At least three Louisiana courts of appeal have suggested that the challenging party must bring the Daubert challenge by pre-trial motion. To my knowledge, the first court to do so in a civil case was the Louisiana Fourth Circuit in Brown v. Schwegmann, 958 So. 2d 721 (La. App. 4 Cir. 2007).

The defendant-appellant in Brown argued on appeal that the plaintiff’s expert on damages used a deficient methodology in his calculations. The appellant’s main problem was failure to object to the expert’s testimony at trial. But the Fourth Circuit also noted that the appellant “failed to move for a Daubert hearing as to the admissibility of [the expert’s] testimony prior to trial.” Id. at 724. The court held that the appellant failed to preserve his Daubert challenge for two reasons. The first was his failure to object at trial. The second was his failure to file a pre-trial Daubert motion. “[W]hen the objecting party fails to request a Daubert hearing, objections to the admissibility of an expert witness’s testimony under Daubert are not preserved for appeal.” Id.

Since Brown was decided, two more Louisiana courts of appeal in civil cases have followed its pronouncement concerning the necessity of a pre-trial hearing to preserve a Daubert challenge for appeal. See Harris v. State, Dept. of Transp. & Dev., 997 So. 2d 849, 868 (La. App. 1 Cir. 2008), and Wilczewski v. Brookshire Grocery Store, 2 So. 3d 1214, 1223–24 (La. App. 3 Cir. 2009).
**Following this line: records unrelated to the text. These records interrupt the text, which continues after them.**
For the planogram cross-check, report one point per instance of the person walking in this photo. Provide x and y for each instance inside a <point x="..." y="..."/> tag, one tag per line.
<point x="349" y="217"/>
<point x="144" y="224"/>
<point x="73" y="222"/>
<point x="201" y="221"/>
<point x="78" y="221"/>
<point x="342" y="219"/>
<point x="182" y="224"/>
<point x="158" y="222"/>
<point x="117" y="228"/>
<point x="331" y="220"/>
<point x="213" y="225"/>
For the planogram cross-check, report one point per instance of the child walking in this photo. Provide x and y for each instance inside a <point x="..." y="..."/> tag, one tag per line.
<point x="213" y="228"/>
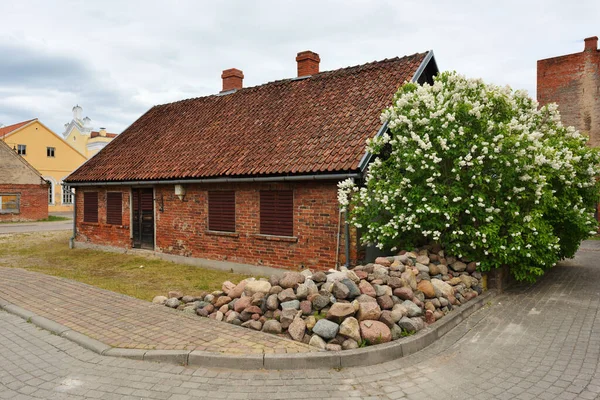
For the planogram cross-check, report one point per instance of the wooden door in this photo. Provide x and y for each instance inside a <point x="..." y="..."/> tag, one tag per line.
<point x="143" y="218"/>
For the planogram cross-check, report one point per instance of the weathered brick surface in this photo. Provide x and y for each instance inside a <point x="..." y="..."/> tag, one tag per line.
<point x="101" y="232"/>
<point x="573" y="82"/>
<point x="182" y="226"/>
<point x="33" y="202"/>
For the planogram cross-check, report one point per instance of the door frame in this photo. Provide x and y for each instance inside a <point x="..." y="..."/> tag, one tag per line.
<point x="131" y="214"/>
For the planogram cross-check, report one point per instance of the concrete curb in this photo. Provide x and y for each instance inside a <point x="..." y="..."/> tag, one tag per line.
<point x="341" y="359"/>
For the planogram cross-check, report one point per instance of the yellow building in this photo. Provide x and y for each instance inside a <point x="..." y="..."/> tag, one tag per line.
<point x="79" y="134"/>
<point x="49" y="154"/>
<point x="53" y="156"/>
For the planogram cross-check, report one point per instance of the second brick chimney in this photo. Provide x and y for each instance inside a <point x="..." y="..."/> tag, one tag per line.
<point x="308" y="63"/>
<point x="232" y="79"/>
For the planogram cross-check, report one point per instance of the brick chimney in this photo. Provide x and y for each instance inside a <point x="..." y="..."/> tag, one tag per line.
<point x="232" y="79"/>
<point x="308" y="63"/>
<point x="591" y="44"/>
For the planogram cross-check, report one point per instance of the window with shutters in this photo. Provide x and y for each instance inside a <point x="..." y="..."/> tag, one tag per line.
<point x="114" y="208"/>
<point x="277" y="212"/>
<point x="9" y="203"/>
<point x="90" y="207"/>
<point x="221" y="210"/>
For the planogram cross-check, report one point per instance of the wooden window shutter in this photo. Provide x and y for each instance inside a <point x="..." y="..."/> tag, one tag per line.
<point x="221" y="210"/>
<point x="90" y="207"/>
<point x="114" y="208"/>
<point x="277" y="212"/>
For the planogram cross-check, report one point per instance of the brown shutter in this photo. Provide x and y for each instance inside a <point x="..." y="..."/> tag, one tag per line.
<point x="277" y="212"/>
<point x="114" y="208"/>
<point x="90" y="207"/>
<point x="221" y="210"/>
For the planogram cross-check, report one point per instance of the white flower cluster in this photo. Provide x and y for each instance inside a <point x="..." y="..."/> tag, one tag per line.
<point x="473" y="166"/>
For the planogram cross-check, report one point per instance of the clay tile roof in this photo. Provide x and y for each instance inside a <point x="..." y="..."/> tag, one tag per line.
<point x="5" y="130"/>
<point x="293" y="126"/>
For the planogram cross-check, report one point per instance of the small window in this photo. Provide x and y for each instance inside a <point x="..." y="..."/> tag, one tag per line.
<point x="67" y="194"/>
<point x="9" y="203"/>
<point x="277" y="212"/>
<point x="51" y="193"/>
<point x="114" y="208"/>
<point x="90" y="207"/>
<point x="221" y="210"/>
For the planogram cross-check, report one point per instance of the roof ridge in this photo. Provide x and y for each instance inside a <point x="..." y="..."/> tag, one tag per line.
<point x="322" y="74"/>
These decisions appear to illustrate a more general principle: when the Code of Civil Procedure or other legislation establishes a specific procedure for obtaining a particular ruling from a trial court, litigants must follow that procedure to preserve the issue for appeal. This principle accords with the definition of preservation of error that we saw in the first post of this series: that preservation of error requires “the taking of all steps necessary under the rules of procedure ... in bringing an improper act or statement to the trial court’s attention ....” Black's Law Dictionary 1375 (Bryan A. Garner, ed., 10th ed.,Thomson Reuters 2014).

This analysis raises another question: do Brown and similar cases apply to an argument that a witness is not qualified as an expert? Whether a witness qualifies as an expert is a distinct question from whether the witness’s opinions are reliable under Daubert. See Cheairs v. State, Dept. of Transp. & Dev., 861 So. 2d 536, 542–43 (La. 2003)Brown and the cases following it were concerned with Daubert challenges, not challenges to the witnesses’ qualifications as experts. Yet the legislation on which they are based, La. Code Civ. P. art. 1425(F), applies to both the witness’s qualification as an expert and the reliability of the witness’s opinions under Daubert.

I don’t know the answer to this question. Traditionally, the ruling on a witness’s qualification as an expert does not occur until trial, and only after the proponent of the witness’s testimony has elicited testimony establishing the witness’s qualifications.

Usually, this question is moot because a motion in limine to exclude expert testimony usually includes an attack on the witness’s qualifications if a credible attack can be made. My suggestion to anyone seeking to exclude purported expert testimony for any reason is to file a motion under art. 1425(F) and to include in the motion all arguments against admissibility of the purported expert’s opinions.